651 Views Asked by At

I have a task where I need to run the same function on many different pandas dataframes. I load all the dataframes into a list then pass it to Pool.map using the multiprocessing module. The function code itself has been vectorized as much as possible, contains a few if/else clauses and no matrix operations.

I'm currently using a 10-core xeon and would like to speed things up, ideally passing from Pool(10) to Pool(xxx). I see two possibilities:

  • GPU processing. From what I have read though I'm not sure if I can achieve what I want and would in any case need lots of code modification.

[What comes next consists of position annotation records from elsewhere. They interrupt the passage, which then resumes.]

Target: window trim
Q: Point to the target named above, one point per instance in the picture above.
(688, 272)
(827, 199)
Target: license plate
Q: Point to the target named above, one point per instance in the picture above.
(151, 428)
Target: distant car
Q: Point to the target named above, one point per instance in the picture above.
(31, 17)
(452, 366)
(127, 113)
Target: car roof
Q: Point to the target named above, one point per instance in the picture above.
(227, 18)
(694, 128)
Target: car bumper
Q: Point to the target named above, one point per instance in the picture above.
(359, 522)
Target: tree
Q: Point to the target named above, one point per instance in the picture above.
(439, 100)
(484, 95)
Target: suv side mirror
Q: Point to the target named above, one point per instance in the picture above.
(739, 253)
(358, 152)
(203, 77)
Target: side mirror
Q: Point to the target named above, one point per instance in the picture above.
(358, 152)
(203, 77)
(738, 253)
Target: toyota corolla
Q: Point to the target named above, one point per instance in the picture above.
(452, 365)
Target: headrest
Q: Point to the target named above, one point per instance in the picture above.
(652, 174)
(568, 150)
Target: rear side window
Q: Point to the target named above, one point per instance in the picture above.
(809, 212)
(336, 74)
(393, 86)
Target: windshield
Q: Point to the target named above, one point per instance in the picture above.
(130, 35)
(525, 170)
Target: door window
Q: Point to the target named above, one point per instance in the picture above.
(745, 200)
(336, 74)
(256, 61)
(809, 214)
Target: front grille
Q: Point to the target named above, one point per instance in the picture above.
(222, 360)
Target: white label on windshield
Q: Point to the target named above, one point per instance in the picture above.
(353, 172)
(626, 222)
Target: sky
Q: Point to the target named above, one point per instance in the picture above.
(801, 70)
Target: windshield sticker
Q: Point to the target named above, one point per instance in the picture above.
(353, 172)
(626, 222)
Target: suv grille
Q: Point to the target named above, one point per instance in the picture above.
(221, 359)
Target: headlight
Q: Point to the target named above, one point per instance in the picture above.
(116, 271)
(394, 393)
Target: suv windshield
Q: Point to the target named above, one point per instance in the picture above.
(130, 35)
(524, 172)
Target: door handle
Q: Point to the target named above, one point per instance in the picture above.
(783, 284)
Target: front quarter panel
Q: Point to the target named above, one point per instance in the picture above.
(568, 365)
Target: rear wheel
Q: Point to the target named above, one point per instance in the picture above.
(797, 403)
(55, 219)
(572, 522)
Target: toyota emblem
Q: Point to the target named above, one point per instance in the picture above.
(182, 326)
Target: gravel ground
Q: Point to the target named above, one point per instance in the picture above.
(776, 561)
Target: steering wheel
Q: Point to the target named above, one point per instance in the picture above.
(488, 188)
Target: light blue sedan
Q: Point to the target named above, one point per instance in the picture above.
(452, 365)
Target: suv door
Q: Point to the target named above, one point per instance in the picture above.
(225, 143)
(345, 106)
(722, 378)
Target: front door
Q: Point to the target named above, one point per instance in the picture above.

  • Xeon-Phi. I know it's being discontinued, but supposedly code adaptation is easier and if thats really the case I'd happily get one.

Which path should I concentrate on? Any other alternatives?

Software: Ubuntu 18.04, Python 3.7. Hardware: X99 chipset, 10-core xeon (no HT)

2

There are 2 best solutions below

3
Pavel Kovtun On BEST ANSWER

You can rely on new Intel 2066 platform or Xeon. With newest AVX512 they accelerated numpy processing a lot (numpy is the base of pandas). Check: https://software.intel.com/en-us/articles/the-inside-scoop-on-how-we-accelerated-numpy-umath-functions

First of all, try to switch to numpy-based calculations (even with simple .values over the series), it can improve the processing speed up to 10x

You can also try to get 2 CPU motherboard and get more parallelization for calculation.

In the most situations, the bottleneck is not the processing of the data, but IO operations - reading from drive to memory. This will be the problem using GPU too.

0
alittlebluebug On

Took a while, but after changing it all to numpy and achieving a little more vectorization I managed to get a speed increase of over 20x - so thanks Paul. max9111 thanks too, I'll have a look into numba.